Looking out the kitchen window, I note the distinct November palette: grey, rust brown, pale ochre. I’m always pleased to see the change of each season. Today it’s a classic chilly, damp and overcast day. My New England blood is ‘getting thicker’ for the winter.
We moved to Ellsworth from the Boston MA area in the lush green season of July. It’s been just about four months since we moved. There are two things I’ve noticed about living here.
First: Walking down the street, people will make eye contact and say “Good Morning”. People are friendly and welcoming. This includes several people who responded to a letter that introduced me as an IBCLC in the area. They each gave a generous hour of their time to meet with me. Thank you!

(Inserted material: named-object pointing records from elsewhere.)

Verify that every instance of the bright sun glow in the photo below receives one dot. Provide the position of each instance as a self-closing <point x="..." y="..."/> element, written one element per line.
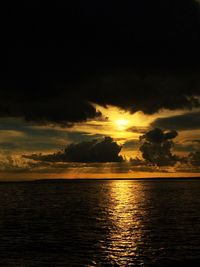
<point x="122" y="124"/>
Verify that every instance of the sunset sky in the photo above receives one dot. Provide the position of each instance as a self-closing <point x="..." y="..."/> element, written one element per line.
<point x="101" y="90"/>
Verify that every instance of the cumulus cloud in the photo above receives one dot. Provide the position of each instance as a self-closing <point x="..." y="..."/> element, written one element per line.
<point x="194" y="158"/>
<point x="85" y="152"/>
<point x="156" y="147"/>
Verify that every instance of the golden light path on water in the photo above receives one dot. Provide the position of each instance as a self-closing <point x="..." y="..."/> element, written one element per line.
<point x="126" y="216"/>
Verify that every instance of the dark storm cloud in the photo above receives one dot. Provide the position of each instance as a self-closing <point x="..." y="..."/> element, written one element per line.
<point x="194" y="158"/>
<point x="156" y="147"/>
<point x="188" y="121"/>
<point x="59" y="61"/>
<point x="85" y="152"/>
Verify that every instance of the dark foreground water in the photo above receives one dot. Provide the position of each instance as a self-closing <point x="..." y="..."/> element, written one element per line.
<point x="100" y="223"/>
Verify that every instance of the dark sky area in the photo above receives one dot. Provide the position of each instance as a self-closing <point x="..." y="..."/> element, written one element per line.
<point x="62" y="61"/>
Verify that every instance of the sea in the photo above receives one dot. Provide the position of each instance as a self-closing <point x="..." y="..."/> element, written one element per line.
<point x="141" y="222"/>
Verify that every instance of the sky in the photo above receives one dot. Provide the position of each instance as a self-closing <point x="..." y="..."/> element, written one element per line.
<point x="100" y="89"/>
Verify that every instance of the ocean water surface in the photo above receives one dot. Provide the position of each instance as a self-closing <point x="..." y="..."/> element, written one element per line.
<point x="100" y="223"/>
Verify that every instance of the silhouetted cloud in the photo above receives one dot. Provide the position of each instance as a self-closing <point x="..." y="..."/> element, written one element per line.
<point x="188" y="121"/>
<point x="85" y="152"/>
<point x="194" y="158"/>
<point x="156" y="147"/>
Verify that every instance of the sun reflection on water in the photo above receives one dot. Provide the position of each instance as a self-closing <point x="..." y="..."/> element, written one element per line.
<point x="127" y="222"/>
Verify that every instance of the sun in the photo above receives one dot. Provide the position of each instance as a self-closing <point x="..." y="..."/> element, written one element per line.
<point x="122" y="124"/>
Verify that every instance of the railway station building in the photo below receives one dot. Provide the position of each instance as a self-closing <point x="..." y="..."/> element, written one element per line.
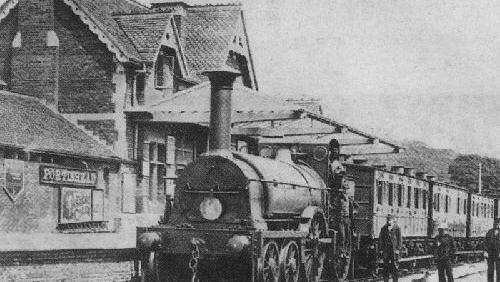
<point x="119" y="92"/>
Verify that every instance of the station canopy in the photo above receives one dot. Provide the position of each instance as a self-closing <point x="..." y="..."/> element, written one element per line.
<point x="269" y="119"/>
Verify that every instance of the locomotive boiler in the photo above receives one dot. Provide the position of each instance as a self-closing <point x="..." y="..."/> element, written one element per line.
<point x="240" y="217"/>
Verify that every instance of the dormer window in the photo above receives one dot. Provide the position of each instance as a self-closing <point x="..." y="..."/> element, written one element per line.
<point x="164" y="70"/>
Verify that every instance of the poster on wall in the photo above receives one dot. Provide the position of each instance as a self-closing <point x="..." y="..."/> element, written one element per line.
<point x="98" y="205"/>
<point x="13" y="183"/>
<point x="76" y="205"/>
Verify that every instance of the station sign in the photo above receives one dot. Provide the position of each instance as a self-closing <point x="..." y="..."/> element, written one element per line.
<point x="67" y="176"/>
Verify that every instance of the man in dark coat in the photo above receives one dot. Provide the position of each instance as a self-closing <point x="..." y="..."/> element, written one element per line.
<point x="492" y="248"/>
<point x="390" y="242"/>
<point x="444" y="253"/>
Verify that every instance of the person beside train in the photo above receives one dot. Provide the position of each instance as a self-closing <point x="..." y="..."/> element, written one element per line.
<point x="492" y="248"/>
<point x="390" y="242"/>
<point x="444" y="253"/>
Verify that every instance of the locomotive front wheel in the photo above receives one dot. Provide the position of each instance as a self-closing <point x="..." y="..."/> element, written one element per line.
<point x="270" y="262"/>
<point x="314" y="252"/>
<point x="342" y="260"/>
<point x="289" y="262"/>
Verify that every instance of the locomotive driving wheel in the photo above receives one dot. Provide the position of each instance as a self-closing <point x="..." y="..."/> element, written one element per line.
<point x="290" y="263"/>
<point x="270" y="262"/>
<point x="314" y="250"/>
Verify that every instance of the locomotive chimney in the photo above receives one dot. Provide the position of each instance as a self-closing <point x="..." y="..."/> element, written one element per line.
<point x="221" y="81"/>
<point x="409" y="171"/>
<point x="422" y="175"/>
<point x="397" y="169"/>
<point x="360" y="161"/>
<point x="379" y="166"/>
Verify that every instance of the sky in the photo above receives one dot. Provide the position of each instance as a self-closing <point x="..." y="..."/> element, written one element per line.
<point x="424" y="70"/>
<point x="418" y="70"/>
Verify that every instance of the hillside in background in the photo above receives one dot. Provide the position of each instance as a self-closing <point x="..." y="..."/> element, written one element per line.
<point x="421" y="157"/>
<point x="465" y="172"/>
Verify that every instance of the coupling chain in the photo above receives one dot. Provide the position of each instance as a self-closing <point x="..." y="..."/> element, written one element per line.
<point x="193" y="262"/>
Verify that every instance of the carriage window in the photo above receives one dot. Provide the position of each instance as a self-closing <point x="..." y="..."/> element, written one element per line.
<point x="391" y="193"/>
<point x="400" y="195"/>
<point x="408" y="203"/>
<point x="416" y="198"/>
<point x="380" y="193"/>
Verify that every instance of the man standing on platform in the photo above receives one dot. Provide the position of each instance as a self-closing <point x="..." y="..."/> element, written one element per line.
<point x="444" y="253"/>
<point x="492" y="248"/>
<point x="390" y="242"/>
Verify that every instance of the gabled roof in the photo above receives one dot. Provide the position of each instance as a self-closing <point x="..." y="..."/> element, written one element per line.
<point x="133" y="32"/>
<point x="145" y="31"/>
<point x="205" y="36"/>
<point x="252" y="113"/>
<point x="98" y="16"/>
<point x="247" y="104"/>
<point x="27" y="124"/>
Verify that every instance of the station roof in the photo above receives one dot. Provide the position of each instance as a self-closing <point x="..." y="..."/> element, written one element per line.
<point x="26" y="123"/>
<point x="270" y="119"/>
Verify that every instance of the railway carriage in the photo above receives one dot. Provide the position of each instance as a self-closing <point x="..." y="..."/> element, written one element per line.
<point x="380" y="192"/>
<point x="449" y="205"/>
<point x="420" y="204"/>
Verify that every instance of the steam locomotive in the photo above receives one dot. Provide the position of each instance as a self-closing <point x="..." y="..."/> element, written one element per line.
<point x="240" y="217"/>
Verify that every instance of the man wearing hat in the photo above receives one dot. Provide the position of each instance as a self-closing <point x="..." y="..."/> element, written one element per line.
<point x="444" y="253"/>
<point x="492" y="248"/>
<point x="390" y="242"/>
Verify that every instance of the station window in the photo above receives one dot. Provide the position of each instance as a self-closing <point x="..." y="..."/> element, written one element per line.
<point x="437" y="202"/>
<point x="446" y="203"/>
<point x="391" y="194"/>
<point x="380" y="194"/>
<point x="400" y="195"/>
<point x="164" y="71"/>
<point x="408" y="203"/>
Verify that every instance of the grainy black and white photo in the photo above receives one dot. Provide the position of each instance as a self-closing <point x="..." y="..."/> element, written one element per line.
<point x="249" y="140"/>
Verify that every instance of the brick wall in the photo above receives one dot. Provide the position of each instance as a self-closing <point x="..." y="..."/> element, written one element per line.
<point x="7" y="33"/>
<point x="77" y="265"/>
<point x="104" y="129"/>
<point x="36" y="209"/>
<point x="86" y="66"/>
<point x="34" y="65"/>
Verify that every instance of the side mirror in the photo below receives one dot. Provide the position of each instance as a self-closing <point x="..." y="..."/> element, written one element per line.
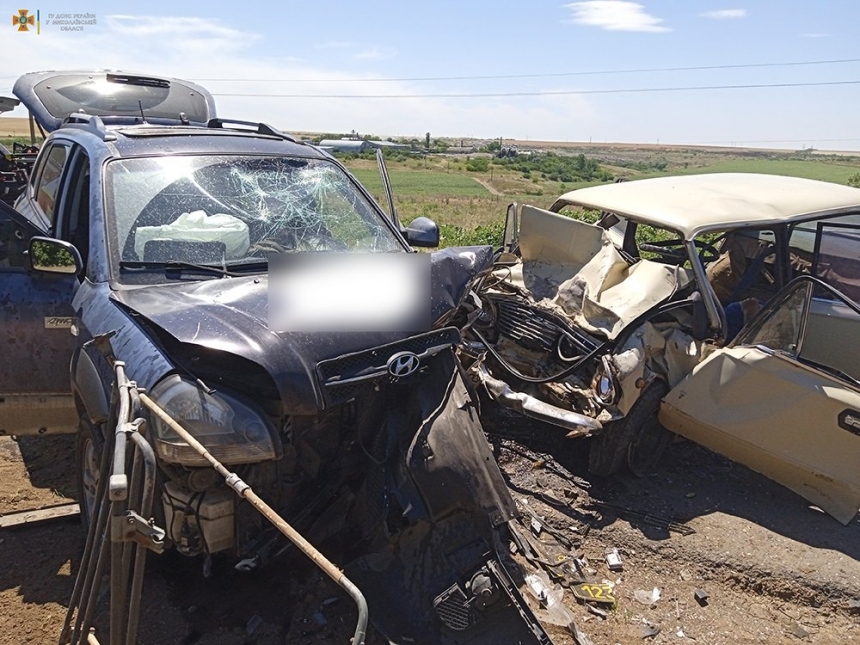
<point x="422" y="231"/>
<point x="48" y="255"/>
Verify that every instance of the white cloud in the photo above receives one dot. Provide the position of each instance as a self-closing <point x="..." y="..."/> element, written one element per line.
<point x="335" y="44"/>
<point x="725" y="14"/>
<point x="192" y="49"/>
<point x="374" y="53"/>
<point x="614" y="15"/>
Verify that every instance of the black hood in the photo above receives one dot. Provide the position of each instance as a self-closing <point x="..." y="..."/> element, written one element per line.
<point x="230" y="316"/>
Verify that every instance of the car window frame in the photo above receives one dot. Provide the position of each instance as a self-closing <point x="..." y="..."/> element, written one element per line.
<point x="44" y="158"/>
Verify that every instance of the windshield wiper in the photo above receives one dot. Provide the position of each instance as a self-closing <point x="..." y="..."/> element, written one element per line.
<point x="178" y="265"/>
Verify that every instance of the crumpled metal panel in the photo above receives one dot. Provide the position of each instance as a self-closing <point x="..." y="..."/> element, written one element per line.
<point x="35" y="332"/>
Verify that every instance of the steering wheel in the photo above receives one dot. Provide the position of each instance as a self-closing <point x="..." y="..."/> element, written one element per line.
<point x="674" y="252"/>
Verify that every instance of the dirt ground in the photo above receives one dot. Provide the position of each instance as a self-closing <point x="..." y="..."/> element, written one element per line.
<point x="774" y="569"/>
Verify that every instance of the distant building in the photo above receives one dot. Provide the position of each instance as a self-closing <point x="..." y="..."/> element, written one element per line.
<point x="357" y="145"/>
<point x="7" y="104"/>
<point x="344" y="145"/>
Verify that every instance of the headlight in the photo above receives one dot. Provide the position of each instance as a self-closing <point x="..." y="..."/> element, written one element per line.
<point x="230" y="430"/>
<point x="605" y="385"/>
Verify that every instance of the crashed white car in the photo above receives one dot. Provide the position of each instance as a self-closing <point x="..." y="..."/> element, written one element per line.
<point x="720" y="307"/>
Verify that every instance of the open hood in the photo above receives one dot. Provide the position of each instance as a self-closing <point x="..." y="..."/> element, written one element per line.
<point x="116" y="97"/>
<point x="229" y="317"/>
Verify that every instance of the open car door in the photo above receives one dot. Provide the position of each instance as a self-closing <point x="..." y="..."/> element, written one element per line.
<point x="767" y="403"/>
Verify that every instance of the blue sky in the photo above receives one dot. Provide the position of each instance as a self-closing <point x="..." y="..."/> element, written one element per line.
<point x="570" y="66"/>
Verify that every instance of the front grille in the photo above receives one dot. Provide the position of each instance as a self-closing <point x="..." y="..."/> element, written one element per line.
<point x="540" y="330"/>
<point x="343" y="377"/>
<point x="517" y="321"/>
<point x="453" y="608"/>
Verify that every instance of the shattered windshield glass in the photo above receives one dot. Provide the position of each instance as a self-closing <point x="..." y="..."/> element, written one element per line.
<point x="232" y="210"/>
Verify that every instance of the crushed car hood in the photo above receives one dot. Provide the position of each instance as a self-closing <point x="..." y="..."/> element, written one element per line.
<point x="231" y="316"/>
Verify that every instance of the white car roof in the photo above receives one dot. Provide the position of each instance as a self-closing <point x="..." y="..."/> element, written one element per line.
<point x="694" y="204"/>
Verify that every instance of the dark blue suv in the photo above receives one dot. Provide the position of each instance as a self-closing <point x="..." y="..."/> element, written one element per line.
<point x="149" y="222"/>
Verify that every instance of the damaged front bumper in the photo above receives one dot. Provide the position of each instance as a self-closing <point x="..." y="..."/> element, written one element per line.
<point x="577" y="424"/>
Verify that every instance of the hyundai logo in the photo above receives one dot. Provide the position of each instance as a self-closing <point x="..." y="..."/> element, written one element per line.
<point x="403" y="364"/>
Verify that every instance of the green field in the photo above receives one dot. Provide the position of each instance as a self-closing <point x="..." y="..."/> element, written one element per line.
<point x="422" y="182"/>
<point x="441" y="188"/>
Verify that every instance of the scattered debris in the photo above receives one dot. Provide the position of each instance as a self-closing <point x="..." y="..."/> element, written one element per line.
<point x="647" y="597"/>
<point x="253" y="624"/>
<point x="594" y="592"/>
<point x="647" y="630"/>
<point x="319" y="619"/>
<point x="701" y="597"/>
<point x="597" y="611"/>
<point x="613" y="560"/>
<point x="799" y="632"/>
<point x="647" y="518"/>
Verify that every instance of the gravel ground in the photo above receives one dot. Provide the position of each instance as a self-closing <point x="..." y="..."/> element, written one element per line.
<point x="774" y="569"/>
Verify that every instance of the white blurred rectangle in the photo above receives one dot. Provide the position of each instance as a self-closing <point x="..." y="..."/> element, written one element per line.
<point x="354" y="292"/>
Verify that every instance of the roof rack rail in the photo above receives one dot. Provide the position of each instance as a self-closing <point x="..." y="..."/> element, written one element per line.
<point x="89" y="122"/>
<point x="261" y="128"/>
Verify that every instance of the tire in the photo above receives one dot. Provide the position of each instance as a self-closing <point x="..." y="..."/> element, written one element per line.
<point x="610" y="451"/>
<point x="88" y="454"/>
<point x="649" y="438"/>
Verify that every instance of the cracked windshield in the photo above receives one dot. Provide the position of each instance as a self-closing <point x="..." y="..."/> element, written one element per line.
<point x="234" y="211"/>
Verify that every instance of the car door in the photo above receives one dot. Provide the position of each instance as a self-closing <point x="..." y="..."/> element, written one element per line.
<point x="36" y="317"/>
<point x="764" y="403"/>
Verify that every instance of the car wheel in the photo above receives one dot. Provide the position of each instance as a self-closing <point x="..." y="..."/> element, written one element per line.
<point x="88" y="458"/>
<point x="649" y="438"/>
<point x="610" y="450"/>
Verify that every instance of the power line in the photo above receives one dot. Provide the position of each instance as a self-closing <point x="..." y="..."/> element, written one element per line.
<point x="513" y="76"/>
<point x="639" y="90"/>
<point x="643" y="70"/>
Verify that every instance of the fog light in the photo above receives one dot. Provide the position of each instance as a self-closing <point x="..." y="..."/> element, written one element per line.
<point x="604" y="384"/>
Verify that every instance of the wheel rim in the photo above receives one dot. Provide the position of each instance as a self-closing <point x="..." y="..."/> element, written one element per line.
<point x="89" y="476"/>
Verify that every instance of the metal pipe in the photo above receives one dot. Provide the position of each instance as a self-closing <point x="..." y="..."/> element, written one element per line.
<point x="147" y="455"/>
<point x="118" y="493"/>
<point x="87" y="559"/>
<point x="244" y="491"/>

I’ve connected with two services through the Downeast Community Partners. One is a free weekly mothers support group. The other is the Everybody Eats! free community meal. Both of them are here in Ellsworth. As well as these local resources, I’ve also attended Maine Breastfeeding Coalition meetings, a statewide organization. I’m impressed with what they’ve accomplished with the Milk Bank Depots.
I’m continuing to build a network of colleagues and providers in the area. I’ll continue to write a regular blog with updates on breastfeeding news, stories and events. Sign up for my BirthReady newsletter and get a brief blog roll in your inbox.
The second thing I note, on a daily basis, is how simply healthy and beautiful it is to be here. I love watching the river from the library window, hiking a mountain and getting a view of Somes sound, seeing so many stars in the night sky.
This summer I volunteered with the Frenchmen Bay Conservancy (FBC). It felt good to work outdoors and get something tangible done. I more fully appreciate the very hard work it takes to create a trail. And the preservation work they are doing at the Jordan Homestead is very valuable. In addition to that ‘field work’, at the invitation from Representative Nicole Grohoski, I’ve also joined the Ellsworth Green Action Team. This group addresses concerns about reducing solid waste, especially plastic and packaging.
In any place I live, these two things are important.
• That parents, children, families receive honest, accurate information. And equally important,
• That the good health of everybody is nourished by the land and each other.
A chilly November eventually leads to the more frigid winter months. I’ve begun the November tradition of cooking squash, getting hats and mittens sorted and hosting warm meals. Our house will be full for the holiday. I’m looking forward to it and hope you are, too.